Interim results of a compassionate-use clinical trial of Morcher iris diaphragm implantation: Report 1

Purpose

To evaluate the safety and efficacy of several different Morcher iris diaphragms in the treatment of partial or complete aniridia.

Setting

Jules Stein Eye Institute and the Department of Ophthalmology, David Geffen School of Medicine at UCLA, Los Angeles, California, USA.

Methods

This ongoing prospective single-site nonrandomized interventional clinical trial was designed to evaluate Morcher iris diaphragm models 50D, 50F, 96S, and 96F. Safety measures included changes in best corrected visual acuity (BCVA), surgical complications, adverse events, and postoperative interventions. Efficacy measures included changes in best corrected glare visual acuity and changes in daytime and nighttime glare sensitivity, measured by questionnaire responses.

Results

Thirteen patients (13 eyes) completed a 1-year follow-up.
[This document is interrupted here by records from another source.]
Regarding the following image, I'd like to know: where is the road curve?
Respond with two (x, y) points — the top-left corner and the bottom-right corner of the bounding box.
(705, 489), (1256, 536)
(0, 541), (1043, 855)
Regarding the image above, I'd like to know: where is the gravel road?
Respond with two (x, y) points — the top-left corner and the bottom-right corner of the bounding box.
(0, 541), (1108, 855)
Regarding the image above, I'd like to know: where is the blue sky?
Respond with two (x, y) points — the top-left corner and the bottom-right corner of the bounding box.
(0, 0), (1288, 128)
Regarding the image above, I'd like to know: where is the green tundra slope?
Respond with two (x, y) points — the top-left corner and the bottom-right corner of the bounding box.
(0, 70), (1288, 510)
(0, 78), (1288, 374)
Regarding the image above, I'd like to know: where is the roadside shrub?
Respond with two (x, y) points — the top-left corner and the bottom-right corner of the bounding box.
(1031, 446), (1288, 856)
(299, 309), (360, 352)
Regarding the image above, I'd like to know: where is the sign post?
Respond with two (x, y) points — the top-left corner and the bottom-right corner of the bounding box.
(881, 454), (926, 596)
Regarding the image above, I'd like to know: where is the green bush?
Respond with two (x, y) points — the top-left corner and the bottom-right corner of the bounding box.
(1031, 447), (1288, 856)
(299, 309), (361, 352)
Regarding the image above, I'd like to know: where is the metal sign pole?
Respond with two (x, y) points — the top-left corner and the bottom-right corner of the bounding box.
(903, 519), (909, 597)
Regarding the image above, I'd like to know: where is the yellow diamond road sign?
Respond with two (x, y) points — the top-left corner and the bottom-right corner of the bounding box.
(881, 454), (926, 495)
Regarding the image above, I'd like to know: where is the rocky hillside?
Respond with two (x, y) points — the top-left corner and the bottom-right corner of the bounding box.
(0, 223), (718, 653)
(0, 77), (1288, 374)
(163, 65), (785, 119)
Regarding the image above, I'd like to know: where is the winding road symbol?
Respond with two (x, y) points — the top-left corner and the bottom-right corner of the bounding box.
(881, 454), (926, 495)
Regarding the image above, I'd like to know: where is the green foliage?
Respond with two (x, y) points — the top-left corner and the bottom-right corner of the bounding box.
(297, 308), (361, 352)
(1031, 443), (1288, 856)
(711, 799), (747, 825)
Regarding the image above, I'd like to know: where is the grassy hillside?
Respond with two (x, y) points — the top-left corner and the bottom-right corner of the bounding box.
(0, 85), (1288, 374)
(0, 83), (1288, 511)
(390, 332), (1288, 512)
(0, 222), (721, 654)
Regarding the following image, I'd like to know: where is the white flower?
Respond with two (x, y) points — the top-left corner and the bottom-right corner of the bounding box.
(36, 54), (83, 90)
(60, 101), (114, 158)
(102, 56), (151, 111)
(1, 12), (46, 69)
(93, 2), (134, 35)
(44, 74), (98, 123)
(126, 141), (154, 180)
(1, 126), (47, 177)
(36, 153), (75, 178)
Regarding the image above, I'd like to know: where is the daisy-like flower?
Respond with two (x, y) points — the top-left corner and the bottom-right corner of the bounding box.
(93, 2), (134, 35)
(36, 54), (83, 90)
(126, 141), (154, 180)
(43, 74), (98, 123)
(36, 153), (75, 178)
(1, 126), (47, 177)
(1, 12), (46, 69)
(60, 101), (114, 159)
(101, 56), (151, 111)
Regarding safety, there was a statistically significant improvement in median BCVA of 2 Snellen lines (P = .002). One patient lost 2 letters of BCVA on the 20/20 line. There were 2 adverse events. One was minor bleeding during a posterior synechialysis that resolved without intervention. The second was piggyback intraocular lens decentration from worsening zonular dialysis in an eye with a trauma history. One postoperative intervention was the repositioning of a 50D ring. Regarding efficacy, there was a statistically significant median improvement in best corrected glare acuity of 10 Snellen lines (P≤.001). Subjective daytime glare improved 5 questionnaire scale points (P = .004), and nighttime glare sensitivity improved 3 scale points (P = .001).

Conclusion

Morcher iris diaphragms were relatively safe and very effective in reducing the light and glare sensitivity associated with partial or complete aniridia.